Kenneth Burns: You can't beat biking to work

Mar. 01, 2014 @ 11:33 PM

You might remember reading in an earlier column that two years ago, I moved back home to Tennessee after 13 years in Madison, Wis.

I’ve been thinking a lot about Wisconsin lately. That’s because Wisconsin, the land of truly rotten winters, has been having an especially brutal one. I don’t miss Wisconsin winters.

Do you know what I miss about Wisconsin, though? The bicycling.

More precisely, I miss not depending on my car so much. There is a fine public transportation system in Madison, and when the weather was lousy, I took the bus to my job downtown. In Madison, lots of people ride the bus.

And when the weather wasn’t lousy, I biked. That was great.

Madison has a robust bicycling infrastructure. Many streets have bike lanes. Dedicated bike paths crisscross the city, and the system is constantly being expanded.

Last year, workers completed a major bike-and-pedestrian bridge over the the Beltline, Madison’s main freeway. It lets people bicycle from southern parts of the city all the way downtown. That’s wonderful. What’s also wonderful is that it’s not the first major bike-and-pedestrian bridge over the Beltline.

For much of the time I lived in Madison, my commute was a 25-minute bike ride, mainly on one of the dedicated paths. I loved it. Compared to driving, biking to work is peaceful and stress-free.

Well, nearly stress-free. Sometimes there were unfriendly interactions. A few of those were with drivers. Madison cyclists and drivers generally get along okay, but there can be hostility.

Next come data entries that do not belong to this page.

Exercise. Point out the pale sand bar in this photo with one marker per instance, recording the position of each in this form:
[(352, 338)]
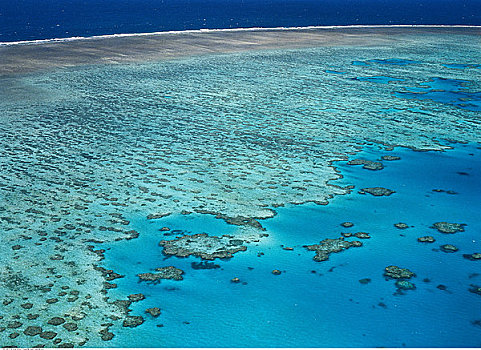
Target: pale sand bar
[(32, 56)]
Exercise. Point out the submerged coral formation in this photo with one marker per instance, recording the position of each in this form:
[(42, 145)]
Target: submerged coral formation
[(377, 191), (447, 227), (169, 272), (328, 246), (203, 246), (397, 272)]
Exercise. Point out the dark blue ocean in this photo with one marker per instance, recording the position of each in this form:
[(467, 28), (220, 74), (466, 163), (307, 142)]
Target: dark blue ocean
[(33, 19)]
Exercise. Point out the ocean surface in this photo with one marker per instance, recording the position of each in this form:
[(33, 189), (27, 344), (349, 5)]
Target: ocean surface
[(101, 162), (23, 20)]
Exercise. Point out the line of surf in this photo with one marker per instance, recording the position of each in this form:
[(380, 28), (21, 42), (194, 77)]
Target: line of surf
[(253, 29)]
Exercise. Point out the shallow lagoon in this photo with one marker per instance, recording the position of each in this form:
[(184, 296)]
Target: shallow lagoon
[(88, 152), (323, 304)]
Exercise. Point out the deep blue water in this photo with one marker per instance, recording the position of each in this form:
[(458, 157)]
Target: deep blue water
[(314, 304), (33, 19)]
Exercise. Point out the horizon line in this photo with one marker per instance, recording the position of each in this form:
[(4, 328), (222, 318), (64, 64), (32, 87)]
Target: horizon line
[(239, 29)]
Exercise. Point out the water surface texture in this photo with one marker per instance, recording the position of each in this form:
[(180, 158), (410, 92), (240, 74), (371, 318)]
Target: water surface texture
[(22, 20), (101, 162)]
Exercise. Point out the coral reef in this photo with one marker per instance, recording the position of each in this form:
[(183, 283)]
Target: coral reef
[(203, 246), (328, 246)]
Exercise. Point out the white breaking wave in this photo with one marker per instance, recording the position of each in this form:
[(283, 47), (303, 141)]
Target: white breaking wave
[(193, 31)]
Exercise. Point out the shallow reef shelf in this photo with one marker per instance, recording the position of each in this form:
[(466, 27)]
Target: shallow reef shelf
[(276, 294)]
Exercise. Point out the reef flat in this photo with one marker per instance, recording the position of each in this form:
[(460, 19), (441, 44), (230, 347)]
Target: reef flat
[(95, 155)]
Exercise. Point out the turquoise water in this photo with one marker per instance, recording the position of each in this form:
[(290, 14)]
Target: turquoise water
[(87, 153), (323, 304)]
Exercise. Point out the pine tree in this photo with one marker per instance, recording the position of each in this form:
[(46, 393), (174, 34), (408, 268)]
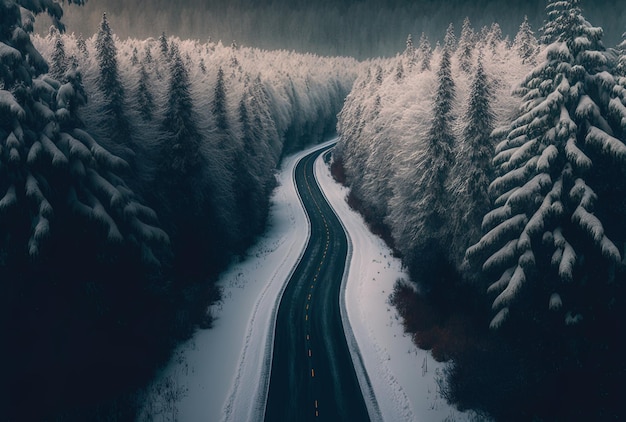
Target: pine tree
[(466, 46), (180, 124), (449, 40), (115, 118), (494, 38), (410, 53), (219, 102), (426, 232), (145, 98), (52, 167), (473, 171), (525, 42), (544, 233), (58, 61), (163, 46), (621, 60), (82, 46), (425, 52)]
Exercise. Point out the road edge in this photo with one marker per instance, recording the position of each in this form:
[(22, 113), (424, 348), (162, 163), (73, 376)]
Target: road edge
[(373, 409)]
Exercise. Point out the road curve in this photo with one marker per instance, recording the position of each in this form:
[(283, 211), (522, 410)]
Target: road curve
[(312, 374)]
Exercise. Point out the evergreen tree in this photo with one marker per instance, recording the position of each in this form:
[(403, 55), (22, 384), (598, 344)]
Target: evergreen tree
[(473, 171), (525, 42), (58, 61), (621, 60), (545, 204), (410, 53), (163, 46), (449, 40), (145, 98), (82, 46), (425, 52), (219, 108), (426, 234), (466, 46), (399, 71), (115, 120), (494, 38)]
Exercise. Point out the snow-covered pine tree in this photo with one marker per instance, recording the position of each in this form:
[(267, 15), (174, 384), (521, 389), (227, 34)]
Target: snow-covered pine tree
[(58, 61), (426, 232), (410, 52), (219, 107), (163, 46), (115, 121), (544, 230), (145, 98), (425, 52), (525, 42), (494, 38), (621, 60), (49, 166), (449, 40), (82, 46), (466, 46), (473, 170)]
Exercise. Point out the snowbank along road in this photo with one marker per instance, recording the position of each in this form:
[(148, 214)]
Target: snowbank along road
[(312, 375)]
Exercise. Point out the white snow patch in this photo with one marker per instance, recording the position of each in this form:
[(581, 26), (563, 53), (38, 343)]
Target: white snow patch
[(222, 373), (402, 376)]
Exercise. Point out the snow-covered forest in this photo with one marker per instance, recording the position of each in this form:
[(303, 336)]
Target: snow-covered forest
[(131, 173), (497, 170)]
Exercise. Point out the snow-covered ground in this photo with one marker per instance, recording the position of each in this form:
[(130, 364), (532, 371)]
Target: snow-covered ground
[(403, 377), (222, 373)]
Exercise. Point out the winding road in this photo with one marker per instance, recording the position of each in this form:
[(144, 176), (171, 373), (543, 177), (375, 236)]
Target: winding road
[(312, 373)]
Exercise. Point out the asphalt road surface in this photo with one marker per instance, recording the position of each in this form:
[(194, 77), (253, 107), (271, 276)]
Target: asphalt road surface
[(312, 375)]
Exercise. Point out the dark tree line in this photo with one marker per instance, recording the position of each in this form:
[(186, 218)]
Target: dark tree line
[(517, 238), (130, 174)]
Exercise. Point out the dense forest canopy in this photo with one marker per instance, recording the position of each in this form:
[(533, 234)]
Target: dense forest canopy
[(359, 28), (496, 169), (131, 173)]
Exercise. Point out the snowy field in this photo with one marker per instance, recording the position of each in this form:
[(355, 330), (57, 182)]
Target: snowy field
[(221, 374)]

Part of that owes to drivers who are unwilling to, as the bumper sticker says, share the road – with bicyclists.

But Madison bicyclists bring a lot of trouble on themselves. For reasons I’ve never understood, there is an element of lawlessness to bicycling culture, and not just in Madison.

Bicyclists routinely flout traffic laws. They go the wrong way on one-way streets. Especially, they run stoplights and stop signs.

At their peril. I lived half a block from a street that’s an important Madison bike route, and one day I heard a commotion outside. I learned that a bicyclist ran a stop sign and got hit by a car. He died soon after.

I saw him lying on the street. That was sobering.

Many of my most stressful interactions on the bike paths didn’t involve cars at all. Sometimes a Madison cyclist’s worst enemies are – other Madison cyclists.

That’s because not everyone bicycles for the same reason. There are commuters, recreational bicyclists, fitness enthusiasts.

I was mainly a commuter. A geeky commuter. I had a cheap bike from Target. I attached a milk crate to it for hauling stuff. I strapped my pants cuffs down so they didn’t get caught in the bike chain.

On the path, I rode briskly. I knew the rules of the road, and I followed them.

Recreational bicyclists didn’t always know the rules. Often they were out in family groups, moving slowly down the path, weaving back and forth. Cute kids in bike helmets. That sort of thing.

Then there were the fitness enthusiasts. They wore Lycra and screamed down the bike path. Literally. I literally have seen a grown man in Lycra screaming at a 4-year-old on a bike with training wheels, because she got in his way.

Different kinds of people, different kinds of cycling. Of course there was friction.

It didn’t bother me. I relished the glorious bicycling in Madison – and all over Wisconsin, thanks to the terrific statewide system of bike trails. Mostly converted railroad right-of-ways, these let you pedal along for miles and miles through the countryside. It’s like hiking, but faster.

Now I drive to work. My commute to The Mountain Press takes me down Chapman Highway, and there’s no way I’m biking on that busy road.

I do see cyclists around, though. Especially in Knoxville, where the bike infrastructure actually is pretty good.

I still have my bike from Target. Sometimes I get it out and ride around on side streets.

I hope there is more bike commuting in my future.